Początki stylu industrialnego sięgają początku XX wieku, kiedy to wysokie stropy, swobodny dostęp do światła i duże przestrzenie opuszczonych budynków stały się atrakcyjnym miejscem na pracownie rzeźbiarzy czy malarzy. Miejsca te już wtedy miały naturalną moc przyciągania, ale zrobiły się modne dopiero w latach 60., kiedy postindustrialne wnętrza zaczęły być adaptowane na obiekty mieszkalne, a z czasem biurowe czy komercyjne. Tak wyglądały początki, ale jak wygląda styl industrialny w obecnych czasach? Na specjalne zaproszenie firmy Cosentino, producenta wielkoformatowych materiałów do wykończenia wnętrz, próby odpowiedzi podjęła się ceniona trendwatcherka Agnieszka Polkowska.

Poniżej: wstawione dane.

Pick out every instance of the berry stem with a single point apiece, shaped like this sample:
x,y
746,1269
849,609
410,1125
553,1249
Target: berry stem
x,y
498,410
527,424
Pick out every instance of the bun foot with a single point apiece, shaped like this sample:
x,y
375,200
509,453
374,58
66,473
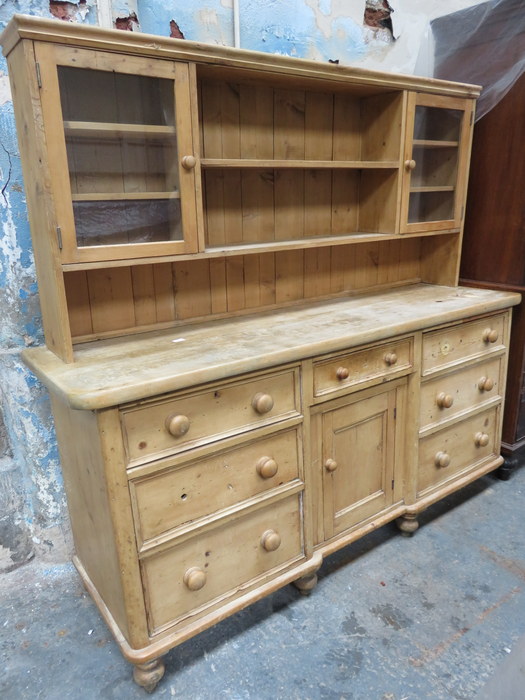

Okazuje się, że styl industrialny ma się znakomicie i wciąż mamy do czynienia z budynkami i wnętrzami wykorzystującymi kontekst historyczny miejsca
Współczesne spojrzenie na loft to już nie tylko zniszczone budynki aranżowane na nowo, ale także powstająca od podstaw ”stylizowana” architektura kubaturowa oraz przede wszystkim przestrzenie domowe, w których fabryczny styl bywa subtelnym tłem, podkreślającym wystrój kuchni, łazienki, czy salonu. Choć wciąż widoczna jest wyraźna tendencja, idąca w stronę uwypuklania elementów konstrukcyjnych, wystrzegania się podziałów pomiędzy pomieszczeniami i użycia klasycznych fabrycznych materiałów: szkła, metalu, rozbiórkowych cegieł czy betonu – to ten ostatni zastępuje się obecnie bardziej przyjaznymi i funkcjonalnymi materiałami, np. konglomeratem kwarcowym, posiadającym wyjątkowe parametry techniczne: małą nasiąkliwość i wysoką odporność na zużywanie. Duże płyty Silestone, bez widocznego łączenia spoinowego, optycznie powiększają wnętrze oraz dają mieszkańcom poczucie harmonii. W stylu industrialnym firma Cosentino osiągnęła ten efekt wykorzystując „loftową” kolorystykę w odcieniach bieli, szarości i grafitu.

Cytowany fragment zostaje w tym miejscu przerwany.